Monitoring, Verification and Certification

Each project must develop its own internal Monitoring Protocol based on the monitoring of indicators prescribed in the project’s technical specifications. Specific requirements for each producer are set out in their individual sale agreements with the project coordinator. For example, a producer may receive 20% of the total payment after completing 50% of planting, and a further 10% after one year provided they have completed 100% of the planting.
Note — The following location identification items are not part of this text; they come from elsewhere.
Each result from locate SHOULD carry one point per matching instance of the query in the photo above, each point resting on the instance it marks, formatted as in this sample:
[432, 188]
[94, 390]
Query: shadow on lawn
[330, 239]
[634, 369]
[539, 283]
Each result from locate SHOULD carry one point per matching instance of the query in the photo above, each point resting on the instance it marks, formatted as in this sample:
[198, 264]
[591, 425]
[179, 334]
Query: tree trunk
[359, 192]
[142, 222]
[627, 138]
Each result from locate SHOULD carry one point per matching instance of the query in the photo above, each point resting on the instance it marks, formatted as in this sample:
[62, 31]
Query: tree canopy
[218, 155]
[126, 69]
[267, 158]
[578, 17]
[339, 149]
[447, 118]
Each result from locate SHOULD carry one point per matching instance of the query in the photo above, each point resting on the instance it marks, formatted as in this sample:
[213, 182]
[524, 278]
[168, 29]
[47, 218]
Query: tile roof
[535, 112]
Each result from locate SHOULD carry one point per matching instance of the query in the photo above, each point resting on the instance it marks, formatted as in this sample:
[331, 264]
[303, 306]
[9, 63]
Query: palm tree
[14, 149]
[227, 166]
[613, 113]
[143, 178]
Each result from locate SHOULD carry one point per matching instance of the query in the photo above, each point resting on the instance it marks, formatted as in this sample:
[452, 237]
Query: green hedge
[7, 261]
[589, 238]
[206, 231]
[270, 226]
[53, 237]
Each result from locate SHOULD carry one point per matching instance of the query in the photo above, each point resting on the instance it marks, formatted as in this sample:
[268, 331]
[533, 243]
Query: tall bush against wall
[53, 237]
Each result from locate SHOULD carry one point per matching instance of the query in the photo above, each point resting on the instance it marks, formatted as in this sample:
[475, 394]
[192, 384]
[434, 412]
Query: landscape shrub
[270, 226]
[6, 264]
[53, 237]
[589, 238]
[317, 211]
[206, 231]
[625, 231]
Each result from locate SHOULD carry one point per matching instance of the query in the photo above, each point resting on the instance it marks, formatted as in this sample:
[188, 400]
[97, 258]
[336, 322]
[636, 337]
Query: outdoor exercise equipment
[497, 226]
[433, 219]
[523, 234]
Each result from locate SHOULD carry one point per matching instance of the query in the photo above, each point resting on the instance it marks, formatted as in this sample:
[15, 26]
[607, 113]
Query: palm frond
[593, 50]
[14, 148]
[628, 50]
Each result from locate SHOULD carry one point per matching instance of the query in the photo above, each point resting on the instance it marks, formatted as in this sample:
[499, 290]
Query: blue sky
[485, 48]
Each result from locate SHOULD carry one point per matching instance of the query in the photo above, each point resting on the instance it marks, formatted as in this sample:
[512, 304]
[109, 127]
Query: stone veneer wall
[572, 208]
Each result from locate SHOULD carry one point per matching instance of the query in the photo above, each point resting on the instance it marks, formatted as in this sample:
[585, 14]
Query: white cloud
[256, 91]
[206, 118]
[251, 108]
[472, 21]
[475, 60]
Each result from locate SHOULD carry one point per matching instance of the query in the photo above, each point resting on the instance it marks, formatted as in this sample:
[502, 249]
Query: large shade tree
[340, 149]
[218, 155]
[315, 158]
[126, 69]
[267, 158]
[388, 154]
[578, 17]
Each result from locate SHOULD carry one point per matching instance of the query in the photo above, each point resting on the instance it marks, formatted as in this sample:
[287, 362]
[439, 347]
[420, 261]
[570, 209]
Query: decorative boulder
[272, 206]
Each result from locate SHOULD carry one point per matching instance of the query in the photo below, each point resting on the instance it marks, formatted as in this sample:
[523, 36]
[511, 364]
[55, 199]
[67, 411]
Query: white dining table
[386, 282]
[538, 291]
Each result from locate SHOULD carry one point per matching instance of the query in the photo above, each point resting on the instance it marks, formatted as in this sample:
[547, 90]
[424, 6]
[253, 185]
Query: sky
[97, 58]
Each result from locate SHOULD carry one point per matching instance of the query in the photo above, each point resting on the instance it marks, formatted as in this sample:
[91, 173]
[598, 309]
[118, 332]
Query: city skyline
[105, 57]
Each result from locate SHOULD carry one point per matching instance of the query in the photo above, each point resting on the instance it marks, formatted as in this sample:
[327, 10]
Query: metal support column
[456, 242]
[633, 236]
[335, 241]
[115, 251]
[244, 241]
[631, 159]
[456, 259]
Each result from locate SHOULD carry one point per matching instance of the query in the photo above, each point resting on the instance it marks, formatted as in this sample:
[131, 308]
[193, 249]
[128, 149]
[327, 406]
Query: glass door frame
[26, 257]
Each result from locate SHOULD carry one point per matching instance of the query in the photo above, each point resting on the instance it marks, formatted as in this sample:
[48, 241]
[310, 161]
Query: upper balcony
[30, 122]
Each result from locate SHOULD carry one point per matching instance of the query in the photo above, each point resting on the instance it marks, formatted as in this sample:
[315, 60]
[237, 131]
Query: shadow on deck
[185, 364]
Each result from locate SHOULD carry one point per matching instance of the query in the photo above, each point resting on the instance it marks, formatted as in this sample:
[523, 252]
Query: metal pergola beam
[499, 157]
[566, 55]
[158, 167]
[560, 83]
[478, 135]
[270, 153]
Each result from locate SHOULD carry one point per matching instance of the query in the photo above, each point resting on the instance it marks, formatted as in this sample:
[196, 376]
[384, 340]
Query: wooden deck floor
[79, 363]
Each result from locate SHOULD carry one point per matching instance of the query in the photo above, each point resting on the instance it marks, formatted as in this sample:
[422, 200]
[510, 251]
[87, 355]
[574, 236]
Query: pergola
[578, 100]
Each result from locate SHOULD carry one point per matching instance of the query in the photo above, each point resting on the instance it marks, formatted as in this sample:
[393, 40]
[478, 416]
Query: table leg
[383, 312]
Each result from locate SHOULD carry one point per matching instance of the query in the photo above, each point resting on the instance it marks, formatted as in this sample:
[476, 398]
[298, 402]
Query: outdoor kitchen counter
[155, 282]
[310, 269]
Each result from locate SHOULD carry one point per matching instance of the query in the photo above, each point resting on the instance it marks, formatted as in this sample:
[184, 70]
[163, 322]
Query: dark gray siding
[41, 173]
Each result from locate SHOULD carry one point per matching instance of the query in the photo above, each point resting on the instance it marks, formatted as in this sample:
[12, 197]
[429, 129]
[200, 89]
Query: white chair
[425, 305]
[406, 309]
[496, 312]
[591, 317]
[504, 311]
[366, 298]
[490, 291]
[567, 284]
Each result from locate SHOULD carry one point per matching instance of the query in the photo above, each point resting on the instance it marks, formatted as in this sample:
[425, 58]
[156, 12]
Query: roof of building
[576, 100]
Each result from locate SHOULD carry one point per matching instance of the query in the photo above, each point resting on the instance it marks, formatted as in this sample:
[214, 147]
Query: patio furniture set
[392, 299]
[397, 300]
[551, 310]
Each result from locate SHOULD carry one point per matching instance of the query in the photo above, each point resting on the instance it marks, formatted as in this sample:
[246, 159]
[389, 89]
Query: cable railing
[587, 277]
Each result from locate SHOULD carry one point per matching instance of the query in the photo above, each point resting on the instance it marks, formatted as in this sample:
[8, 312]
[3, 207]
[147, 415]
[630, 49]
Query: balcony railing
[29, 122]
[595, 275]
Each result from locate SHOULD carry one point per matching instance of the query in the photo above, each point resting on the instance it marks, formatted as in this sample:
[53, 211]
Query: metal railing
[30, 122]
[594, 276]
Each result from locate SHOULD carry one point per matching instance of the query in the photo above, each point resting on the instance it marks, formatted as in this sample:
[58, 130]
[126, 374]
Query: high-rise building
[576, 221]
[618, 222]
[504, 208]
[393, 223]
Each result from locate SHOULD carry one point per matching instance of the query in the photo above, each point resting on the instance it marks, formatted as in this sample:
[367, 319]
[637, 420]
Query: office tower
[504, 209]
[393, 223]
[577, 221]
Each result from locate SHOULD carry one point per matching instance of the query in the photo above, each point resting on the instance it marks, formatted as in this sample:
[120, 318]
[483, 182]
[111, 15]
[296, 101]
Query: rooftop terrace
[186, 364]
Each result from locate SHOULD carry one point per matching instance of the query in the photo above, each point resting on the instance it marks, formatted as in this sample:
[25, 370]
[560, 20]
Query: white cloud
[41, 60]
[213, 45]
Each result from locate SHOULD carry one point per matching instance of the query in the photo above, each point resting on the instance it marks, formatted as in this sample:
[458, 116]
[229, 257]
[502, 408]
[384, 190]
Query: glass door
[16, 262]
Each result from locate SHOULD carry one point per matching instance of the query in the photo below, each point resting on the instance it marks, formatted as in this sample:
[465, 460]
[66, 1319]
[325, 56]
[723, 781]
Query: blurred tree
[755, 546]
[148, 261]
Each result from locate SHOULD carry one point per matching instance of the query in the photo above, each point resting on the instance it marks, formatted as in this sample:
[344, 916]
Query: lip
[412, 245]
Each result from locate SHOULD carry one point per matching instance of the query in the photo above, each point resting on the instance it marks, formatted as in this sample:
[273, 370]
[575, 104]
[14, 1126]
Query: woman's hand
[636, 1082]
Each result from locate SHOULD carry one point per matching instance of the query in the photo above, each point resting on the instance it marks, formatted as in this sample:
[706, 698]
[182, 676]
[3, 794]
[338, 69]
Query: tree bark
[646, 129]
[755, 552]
Internal project monitoring is conducted throughout the crediting period by local technicians based on the protocol and indicators identified in the technical specifications approved by the Plan Vivo Foundation during project validation. All projects must conduct and submit annual reports to the Plan Vivo Foundation using the standard Plan Vivo Annual Reporting Template. This report contains a full update of the project’s status and development, including sales and payments that have been made, the results of monitoring, and outcomes of consultations. The Plan Vivo Foundation reviews each annual report and issues Plan Vivo Certificates after approval of the report. Approval of annual reports may be qualified by imposing corrective actions if the report shows the project failed to act in full compliance with the Plan Vivo System or Plan Vivo principles. The Foundation may choose to follow up corrective actions with site visits where it is deemed necessary. The local project coordinators monitor the work of each individual farmer and pay them when they are found to have reached their targets. The exact payment schedule varies with each project, but normally involves periodic monitoring and payments over periods of 10–15 years.

Projects are independently validated against the Plan Vivo Standard, and must undertake third-party verification within 5 years of registration as well as at least every 5 years thereafter.

Registries and Fees

Plan Vivo Certificates are issued, tracked and retired on an on-line registry independently managed by Markit Environmental Registry (formerly TZ1). Each Certificate has a unique serial number which can be traced back to the project and exact producer, which ensures there is no double-counting of carbon credits.

Getting a project registered, reviewed and approved with Plan Vivo costs approximately US$10,000.  This estimate may vary slightly depending on costs of travel and expert reviewers, but should not exceed $12,500.  The Foundation charges Certificate issuance fees of $0.35 per tonne, which includes a $0.05 fee for maintaining the registry.